OUAnalyse has been developed to predict whether students would submit their next assignment and presents the outcomes to teachers in a colour-coded dashboard. The predictions were built on data from student demographics, engagement with the virtual learning environment, assessment data and information from previous presentations of a course. Delivered weekly, the indicators help teaching staff take proactive action to support and save students from failing.
Using 220 machine learning models with human readable justification, weekly automated predictions were generated, with quality checks to discover shifts or any other issues in the data. Following several pilots, it was discovered that OUAnalyse usage by teachers was one of two significant predictors of students completing and passing a course.
Teachers that accessed OUAnalyse for at least 10% of the duration of a course showed better student pass and completion rates. It was also found that teachers had better student outcomes the year they were accessing OUAnalyse than the previous years when they had no access.
Proving the value of the system led to an OU-wide implementation. In the last year, the performance of 161,261 students was predicted in 530 modules.
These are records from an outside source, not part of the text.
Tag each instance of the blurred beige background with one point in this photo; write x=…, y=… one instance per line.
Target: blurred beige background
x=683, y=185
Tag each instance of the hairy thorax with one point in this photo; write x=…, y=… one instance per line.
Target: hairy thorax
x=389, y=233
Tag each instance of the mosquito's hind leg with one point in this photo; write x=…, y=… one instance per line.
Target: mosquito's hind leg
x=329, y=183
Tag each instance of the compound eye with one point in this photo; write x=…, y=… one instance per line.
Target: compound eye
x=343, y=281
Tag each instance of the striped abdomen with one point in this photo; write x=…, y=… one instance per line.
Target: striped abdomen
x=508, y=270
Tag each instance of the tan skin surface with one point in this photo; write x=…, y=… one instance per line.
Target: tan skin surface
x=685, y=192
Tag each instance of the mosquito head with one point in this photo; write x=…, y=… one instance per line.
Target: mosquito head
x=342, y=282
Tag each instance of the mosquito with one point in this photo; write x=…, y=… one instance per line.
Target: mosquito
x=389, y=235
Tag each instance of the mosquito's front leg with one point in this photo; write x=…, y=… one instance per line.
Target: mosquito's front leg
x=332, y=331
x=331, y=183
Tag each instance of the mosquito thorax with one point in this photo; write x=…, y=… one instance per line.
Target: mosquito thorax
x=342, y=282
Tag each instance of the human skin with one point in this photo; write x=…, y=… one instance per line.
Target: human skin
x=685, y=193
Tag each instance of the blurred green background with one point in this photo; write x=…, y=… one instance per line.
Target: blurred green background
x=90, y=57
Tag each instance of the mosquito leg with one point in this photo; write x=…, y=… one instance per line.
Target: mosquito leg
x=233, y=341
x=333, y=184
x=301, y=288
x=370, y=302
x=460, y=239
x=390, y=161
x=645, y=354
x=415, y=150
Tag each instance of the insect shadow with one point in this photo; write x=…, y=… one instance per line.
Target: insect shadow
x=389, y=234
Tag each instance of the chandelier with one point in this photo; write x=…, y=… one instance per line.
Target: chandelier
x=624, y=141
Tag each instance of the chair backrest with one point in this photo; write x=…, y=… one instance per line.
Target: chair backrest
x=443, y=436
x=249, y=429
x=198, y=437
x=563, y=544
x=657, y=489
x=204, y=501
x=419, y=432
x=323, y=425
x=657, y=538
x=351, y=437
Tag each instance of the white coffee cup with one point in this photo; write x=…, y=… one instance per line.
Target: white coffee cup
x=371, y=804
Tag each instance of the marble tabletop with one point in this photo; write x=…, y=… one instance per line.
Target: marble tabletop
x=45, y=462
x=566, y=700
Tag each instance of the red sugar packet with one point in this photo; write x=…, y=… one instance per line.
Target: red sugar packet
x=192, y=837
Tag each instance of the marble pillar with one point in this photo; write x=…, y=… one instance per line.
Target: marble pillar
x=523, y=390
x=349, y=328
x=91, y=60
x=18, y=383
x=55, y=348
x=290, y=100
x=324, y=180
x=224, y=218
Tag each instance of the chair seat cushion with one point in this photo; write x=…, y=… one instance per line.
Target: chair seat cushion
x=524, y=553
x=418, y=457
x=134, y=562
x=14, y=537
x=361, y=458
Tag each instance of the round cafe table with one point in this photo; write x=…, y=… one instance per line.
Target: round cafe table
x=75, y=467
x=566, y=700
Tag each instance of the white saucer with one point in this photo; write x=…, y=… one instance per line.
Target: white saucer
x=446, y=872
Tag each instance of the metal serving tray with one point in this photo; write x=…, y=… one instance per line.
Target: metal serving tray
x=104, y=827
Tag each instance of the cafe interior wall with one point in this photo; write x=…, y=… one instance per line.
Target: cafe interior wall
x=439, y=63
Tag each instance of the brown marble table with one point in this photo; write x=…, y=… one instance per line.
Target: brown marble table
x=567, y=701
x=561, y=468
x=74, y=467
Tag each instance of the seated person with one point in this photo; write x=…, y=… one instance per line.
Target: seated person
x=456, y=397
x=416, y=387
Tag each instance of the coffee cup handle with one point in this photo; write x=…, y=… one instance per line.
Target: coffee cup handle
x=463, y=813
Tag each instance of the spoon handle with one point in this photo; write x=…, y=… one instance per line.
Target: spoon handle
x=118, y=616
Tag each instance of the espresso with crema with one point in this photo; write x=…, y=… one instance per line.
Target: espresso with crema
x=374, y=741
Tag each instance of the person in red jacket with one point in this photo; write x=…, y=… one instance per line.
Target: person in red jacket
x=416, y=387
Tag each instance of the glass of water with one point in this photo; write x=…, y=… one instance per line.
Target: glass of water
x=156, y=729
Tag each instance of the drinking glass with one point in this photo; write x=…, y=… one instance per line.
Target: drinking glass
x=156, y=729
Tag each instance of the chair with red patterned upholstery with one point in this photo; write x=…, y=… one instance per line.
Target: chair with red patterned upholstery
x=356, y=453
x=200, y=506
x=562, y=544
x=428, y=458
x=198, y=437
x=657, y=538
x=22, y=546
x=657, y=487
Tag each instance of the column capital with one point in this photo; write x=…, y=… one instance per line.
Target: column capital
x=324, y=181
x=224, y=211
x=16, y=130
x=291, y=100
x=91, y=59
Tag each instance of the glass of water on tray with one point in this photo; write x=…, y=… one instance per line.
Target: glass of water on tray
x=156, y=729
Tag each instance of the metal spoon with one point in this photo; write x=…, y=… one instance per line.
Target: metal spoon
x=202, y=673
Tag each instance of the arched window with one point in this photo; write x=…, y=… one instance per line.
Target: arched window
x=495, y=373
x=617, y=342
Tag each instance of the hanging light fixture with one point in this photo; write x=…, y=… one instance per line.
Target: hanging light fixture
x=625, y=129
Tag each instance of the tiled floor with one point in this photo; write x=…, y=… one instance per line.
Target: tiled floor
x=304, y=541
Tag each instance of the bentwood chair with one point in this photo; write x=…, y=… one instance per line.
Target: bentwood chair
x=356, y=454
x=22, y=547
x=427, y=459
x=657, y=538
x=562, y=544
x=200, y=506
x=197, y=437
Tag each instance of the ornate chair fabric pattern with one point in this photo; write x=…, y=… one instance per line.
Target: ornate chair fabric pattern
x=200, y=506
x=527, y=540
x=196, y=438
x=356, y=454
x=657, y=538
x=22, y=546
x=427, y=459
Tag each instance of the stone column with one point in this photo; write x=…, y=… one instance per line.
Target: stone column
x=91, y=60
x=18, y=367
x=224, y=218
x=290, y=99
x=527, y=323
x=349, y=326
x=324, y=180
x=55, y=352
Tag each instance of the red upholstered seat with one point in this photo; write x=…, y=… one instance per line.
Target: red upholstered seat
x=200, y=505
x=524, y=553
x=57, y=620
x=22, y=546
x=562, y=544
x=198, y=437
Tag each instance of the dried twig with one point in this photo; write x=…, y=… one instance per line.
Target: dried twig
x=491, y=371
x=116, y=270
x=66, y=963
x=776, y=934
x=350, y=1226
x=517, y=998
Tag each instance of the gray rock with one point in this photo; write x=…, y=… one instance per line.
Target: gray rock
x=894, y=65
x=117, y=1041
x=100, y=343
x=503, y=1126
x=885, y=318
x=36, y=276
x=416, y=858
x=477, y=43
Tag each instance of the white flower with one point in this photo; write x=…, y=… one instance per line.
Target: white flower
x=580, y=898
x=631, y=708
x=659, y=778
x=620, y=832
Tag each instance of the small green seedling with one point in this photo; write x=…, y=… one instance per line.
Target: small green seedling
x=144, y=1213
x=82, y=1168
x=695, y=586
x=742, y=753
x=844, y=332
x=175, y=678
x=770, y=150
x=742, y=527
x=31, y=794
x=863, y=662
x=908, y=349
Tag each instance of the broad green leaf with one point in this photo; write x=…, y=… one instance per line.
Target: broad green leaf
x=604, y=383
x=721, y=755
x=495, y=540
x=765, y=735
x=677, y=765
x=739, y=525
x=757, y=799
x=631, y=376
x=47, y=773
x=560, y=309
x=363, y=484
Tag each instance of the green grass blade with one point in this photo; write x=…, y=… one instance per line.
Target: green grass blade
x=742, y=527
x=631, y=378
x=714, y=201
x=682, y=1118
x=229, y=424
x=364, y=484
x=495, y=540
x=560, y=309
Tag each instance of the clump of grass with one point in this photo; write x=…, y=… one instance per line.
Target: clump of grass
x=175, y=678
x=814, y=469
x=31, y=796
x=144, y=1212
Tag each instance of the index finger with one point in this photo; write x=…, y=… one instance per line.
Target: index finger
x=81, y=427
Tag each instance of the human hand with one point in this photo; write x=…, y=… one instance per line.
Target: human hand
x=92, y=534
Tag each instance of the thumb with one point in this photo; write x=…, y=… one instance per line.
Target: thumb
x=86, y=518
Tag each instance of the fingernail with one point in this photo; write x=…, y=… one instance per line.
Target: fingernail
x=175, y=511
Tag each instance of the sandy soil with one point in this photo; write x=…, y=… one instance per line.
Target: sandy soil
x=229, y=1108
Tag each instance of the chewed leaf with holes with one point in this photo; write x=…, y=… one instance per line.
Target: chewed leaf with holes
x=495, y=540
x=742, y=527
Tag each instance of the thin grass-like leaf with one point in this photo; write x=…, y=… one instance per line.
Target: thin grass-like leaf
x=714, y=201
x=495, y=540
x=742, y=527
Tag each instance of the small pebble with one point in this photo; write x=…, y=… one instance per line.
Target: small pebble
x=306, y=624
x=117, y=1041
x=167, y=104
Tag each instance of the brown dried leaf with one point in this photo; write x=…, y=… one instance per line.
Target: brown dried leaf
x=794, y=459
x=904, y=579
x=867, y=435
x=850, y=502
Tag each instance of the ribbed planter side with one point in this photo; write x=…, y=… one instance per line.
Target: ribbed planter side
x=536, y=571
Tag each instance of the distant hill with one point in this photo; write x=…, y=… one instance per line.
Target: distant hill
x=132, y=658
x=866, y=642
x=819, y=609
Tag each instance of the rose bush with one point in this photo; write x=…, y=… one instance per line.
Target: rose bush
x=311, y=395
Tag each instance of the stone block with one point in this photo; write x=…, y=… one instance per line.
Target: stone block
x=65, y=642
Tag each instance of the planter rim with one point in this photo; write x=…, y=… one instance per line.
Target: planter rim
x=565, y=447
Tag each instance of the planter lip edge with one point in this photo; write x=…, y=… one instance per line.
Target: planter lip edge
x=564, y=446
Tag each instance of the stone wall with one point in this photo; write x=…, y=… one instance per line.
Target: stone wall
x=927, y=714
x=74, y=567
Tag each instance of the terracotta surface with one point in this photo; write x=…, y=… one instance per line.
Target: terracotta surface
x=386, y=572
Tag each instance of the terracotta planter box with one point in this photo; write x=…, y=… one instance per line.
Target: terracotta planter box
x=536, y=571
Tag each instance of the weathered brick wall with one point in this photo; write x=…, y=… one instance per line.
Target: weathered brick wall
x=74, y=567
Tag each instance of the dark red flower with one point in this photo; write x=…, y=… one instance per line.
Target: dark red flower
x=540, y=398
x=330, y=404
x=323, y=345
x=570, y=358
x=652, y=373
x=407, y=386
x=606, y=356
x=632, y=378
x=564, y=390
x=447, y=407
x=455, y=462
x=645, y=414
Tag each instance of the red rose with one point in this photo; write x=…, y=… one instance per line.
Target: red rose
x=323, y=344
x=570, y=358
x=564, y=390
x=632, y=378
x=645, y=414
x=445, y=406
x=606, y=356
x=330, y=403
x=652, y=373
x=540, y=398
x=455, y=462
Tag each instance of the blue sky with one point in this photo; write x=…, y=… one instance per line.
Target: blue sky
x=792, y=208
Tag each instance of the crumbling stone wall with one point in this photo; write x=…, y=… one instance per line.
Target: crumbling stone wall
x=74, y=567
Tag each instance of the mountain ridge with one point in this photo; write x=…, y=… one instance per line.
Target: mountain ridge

However, the focus was always on using data analytics to make teaching more effective, not to replace teachers. To ensure its successful adoption, OUAnalyse was introduced together with strictly-followed ethical guidelines.
A similar model was tweaked for classroom-based education at the Faculty of Mechanical engineering at Czech Technical University (CTU) to tackle high first-year student dropout rates. From 2015 to 2019, the retention rate of first-year students has increased by more than 30%, while saving almost £1 million for CTU.
While proving direct support to teachers, a new version of the dashboard is now being tested directly with students. This delivers personalised study recommendations, with the vision of changing the student-teacher interaction in distance higher education. OUAnalyse is one of the very few analytics systems available that has been tested, applied and rolled out, and has shown, through systematic evaluation, to improve student learning at a large scale.